Baroque premises were not sufficient for a number of offices of the ministry headquarter. Thus the architecture competition requested to design an annex of the Czernin Palace in the guidelines too. After the reconstruction of the Czernin Palace in 1929 - 1934, Janák built an annex in 1937 – 1940. Janák Annex was completed in 1940 when the complex of the Czernin Palace and its annex was used as the Headquarter of the Reichsprotektor Office.
Pavel Janák was ordered to redesign the project of reconstruction of the palace and the annex several times. The reconstruction of the baroque palace was not completed until 1929 - 1934. Construction of the annex was started in 1937 according to Janák´s tenth project. Thus the so called Janák Annex was completed during the Nazi occupation of Czechoslovakia in 1940.
Years after 1925 are marked as a late period of Janak´s work. At that time Janak left cubism and turned to purism. Janák Annex was inspired by bare brick style of the Dutch modernism.
Janák Annex is an austere building, completely conformed to its function of an office building. A plain facade is structured by horizontal lines of windows. Axes of the main and traverse wings of Janák Annex are formed by corridors with adjacent office rooms. There is a paternoster lift in the building.
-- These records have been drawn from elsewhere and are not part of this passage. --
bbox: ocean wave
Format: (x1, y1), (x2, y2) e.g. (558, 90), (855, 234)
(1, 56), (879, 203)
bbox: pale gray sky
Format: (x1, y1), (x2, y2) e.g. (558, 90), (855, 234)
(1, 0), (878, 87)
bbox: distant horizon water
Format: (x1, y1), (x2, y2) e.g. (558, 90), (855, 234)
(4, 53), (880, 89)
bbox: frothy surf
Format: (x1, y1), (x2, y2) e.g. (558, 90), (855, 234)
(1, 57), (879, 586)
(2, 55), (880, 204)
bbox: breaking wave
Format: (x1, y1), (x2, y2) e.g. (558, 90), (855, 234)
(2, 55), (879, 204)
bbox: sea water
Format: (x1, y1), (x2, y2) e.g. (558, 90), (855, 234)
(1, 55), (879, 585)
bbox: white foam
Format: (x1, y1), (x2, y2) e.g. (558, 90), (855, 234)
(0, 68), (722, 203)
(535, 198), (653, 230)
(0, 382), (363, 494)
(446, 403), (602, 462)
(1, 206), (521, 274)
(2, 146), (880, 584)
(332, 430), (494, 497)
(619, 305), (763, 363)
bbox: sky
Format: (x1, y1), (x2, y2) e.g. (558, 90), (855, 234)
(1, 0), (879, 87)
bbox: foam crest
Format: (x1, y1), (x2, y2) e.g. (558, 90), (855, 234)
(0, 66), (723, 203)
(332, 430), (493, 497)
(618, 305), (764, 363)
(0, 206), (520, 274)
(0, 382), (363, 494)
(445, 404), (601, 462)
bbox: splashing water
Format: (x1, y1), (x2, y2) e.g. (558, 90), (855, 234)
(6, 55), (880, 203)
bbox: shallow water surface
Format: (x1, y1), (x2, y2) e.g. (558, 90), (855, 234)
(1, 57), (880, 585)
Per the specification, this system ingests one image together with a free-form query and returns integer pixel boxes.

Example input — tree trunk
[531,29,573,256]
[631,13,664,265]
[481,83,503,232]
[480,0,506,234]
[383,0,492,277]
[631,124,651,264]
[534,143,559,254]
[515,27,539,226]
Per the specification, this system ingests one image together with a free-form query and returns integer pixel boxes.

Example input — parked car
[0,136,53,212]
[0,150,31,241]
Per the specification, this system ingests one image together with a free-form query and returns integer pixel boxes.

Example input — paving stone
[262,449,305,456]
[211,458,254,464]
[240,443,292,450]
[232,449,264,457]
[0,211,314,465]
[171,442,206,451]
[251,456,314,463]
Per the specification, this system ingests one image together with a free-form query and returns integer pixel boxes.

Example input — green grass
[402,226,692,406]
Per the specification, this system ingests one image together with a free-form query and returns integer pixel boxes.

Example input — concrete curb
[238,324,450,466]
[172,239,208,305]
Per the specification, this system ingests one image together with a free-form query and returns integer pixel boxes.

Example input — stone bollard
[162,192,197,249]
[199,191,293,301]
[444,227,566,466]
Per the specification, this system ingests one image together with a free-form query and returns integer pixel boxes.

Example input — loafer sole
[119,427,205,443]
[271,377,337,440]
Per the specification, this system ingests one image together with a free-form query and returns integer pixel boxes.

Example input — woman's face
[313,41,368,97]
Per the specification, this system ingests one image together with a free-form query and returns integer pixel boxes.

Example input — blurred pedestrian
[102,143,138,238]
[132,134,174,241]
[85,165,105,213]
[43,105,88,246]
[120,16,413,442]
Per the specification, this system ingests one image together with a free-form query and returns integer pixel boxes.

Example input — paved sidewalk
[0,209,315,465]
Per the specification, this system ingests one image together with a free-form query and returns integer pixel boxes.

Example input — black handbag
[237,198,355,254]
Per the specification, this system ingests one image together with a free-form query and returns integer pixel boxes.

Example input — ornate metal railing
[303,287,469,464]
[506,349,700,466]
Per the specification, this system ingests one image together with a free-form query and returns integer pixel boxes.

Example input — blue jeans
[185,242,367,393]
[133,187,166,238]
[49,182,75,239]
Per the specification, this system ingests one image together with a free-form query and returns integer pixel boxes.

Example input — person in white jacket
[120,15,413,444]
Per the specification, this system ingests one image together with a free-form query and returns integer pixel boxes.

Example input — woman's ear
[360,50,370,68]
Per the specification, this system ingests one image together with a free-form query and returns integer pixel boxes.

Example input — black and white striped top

Janák successfully linked the annex with the Czernin Palace proper. Contrary to projects of other participants of the architecture competition for the palace reconstruction (Bedřich Bendelmayer, Bohumil Hypšman, Kamil Roškot) Janák subordinated the annex to the original building. The Czernin Palace retained its position as a dominant of the complex of the Ministry of Foreign Affairs as well as of the whole Loretánské náměstí square. Janák hid the annex behind the palace to be visible only from a narrow view point at a border of the Prague Castle District. Although the architect had thought about linking the main staircase to the annex at first, he left the idea. Both buildings have been connected by narrow passageways in side wings. Different floor levels was a further issue, a ceiling of the palace ground floor being in the same height as a ceiling of the first floor of the annex. Janák solved the problem smartly having linked both ground floors and having closed a corridor in the first floor of the annex by a wall and a circle window. The circle window seemingly elongates an upper part of the corridor in the ground floor of the palace.